Andrew Flett
- Birth name: Andrew Binny Flett
- Date of birth: 7 December 1875
- Place of birth: Edinburgh, Scotland
- Date of death: 15 July 1961 (aged 85)
- Place of death: Edinburgh, Scotland

Rugby union career
- Position(s): Forward

Amateur team(s)
- Years: Team / Apps / (Points)
- Edinburgh University /  / ()

Provincial / State sides
- Years: Team / Apps / (Points)
- 1901: Edinburgh District /  / ()

International career
- Years: Team / Apps / (Points)
- 1901-02: Scotland / 5 / (5)

Refereeing career
- Years: Competition /  / Apps
- 1902: Scottish Districts

34th President of the Scottish Rugby Union
- In office 1907–1908
- Preceded by: John Tulloch
- Succeeded by: David Cassels

= Andrew Flett =

Scotland international rugby union player

Andrew Flett (7 December 1875 – 15 July 1961) was a Scotland international rugby union player. He was the 34th President of the Scottish Rugby Union.

==Rugby Union career==

===Amateur career===

Flett played rugby union for Edinburgh University.

===Provincial career===

He played for Edinburgh District in the 1901 Inter-City match against Glasgow District.

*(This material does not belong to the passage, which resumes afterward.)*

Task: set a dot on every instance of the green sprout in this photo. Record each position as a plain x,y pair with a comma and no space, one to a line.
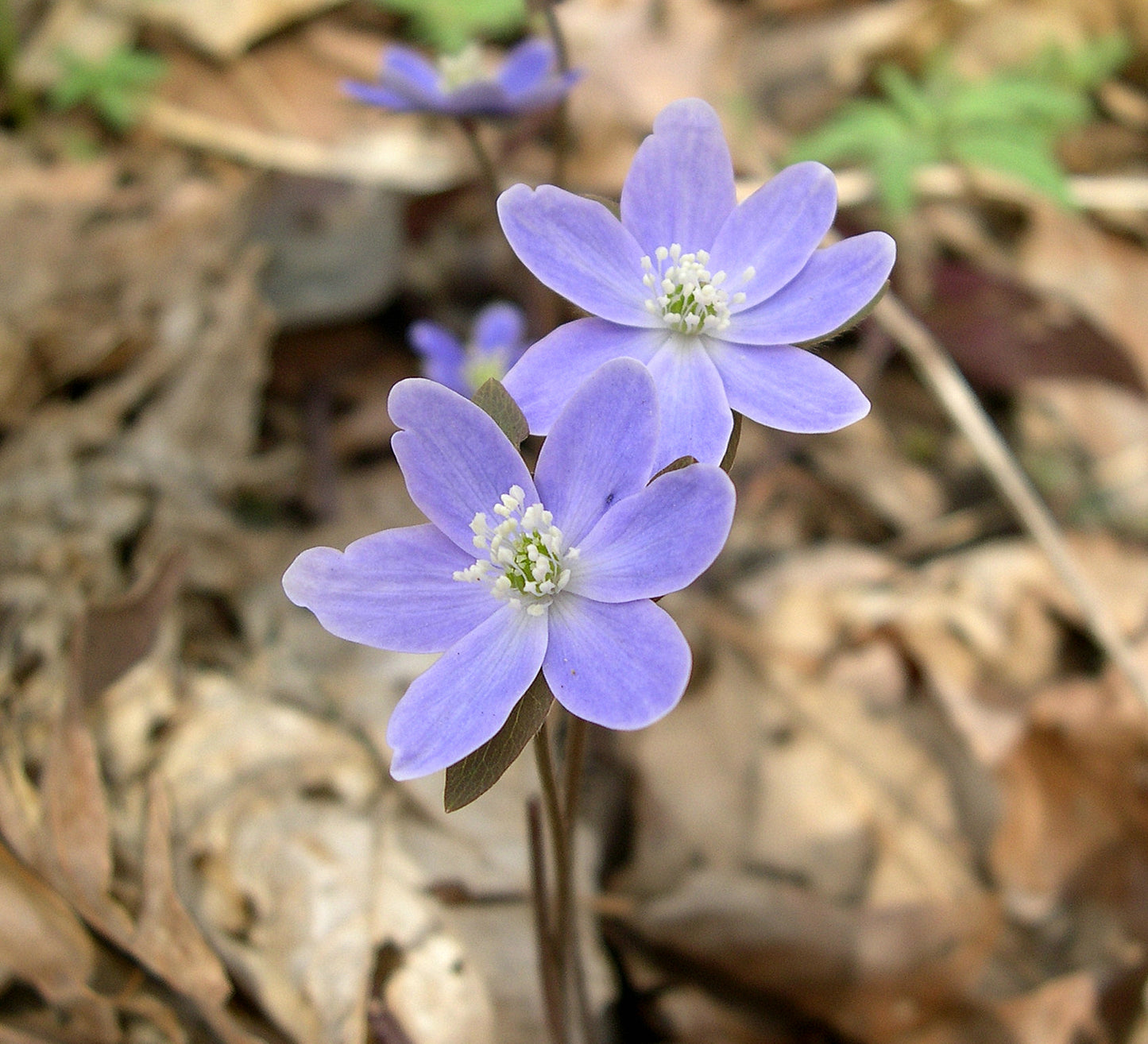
448,25
1008,122
115,87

===International career===

Flett had 5 caps for Scotland, playing in the 1901 and 1902 Home Nations Championship.

===Referee career===

He refereed the Glasgow District v Canada match on 20 December 1902.

===Administrative career===

Flett became the 34th President of the Scottish Rugby Union. He served one year from 1907 to 1908.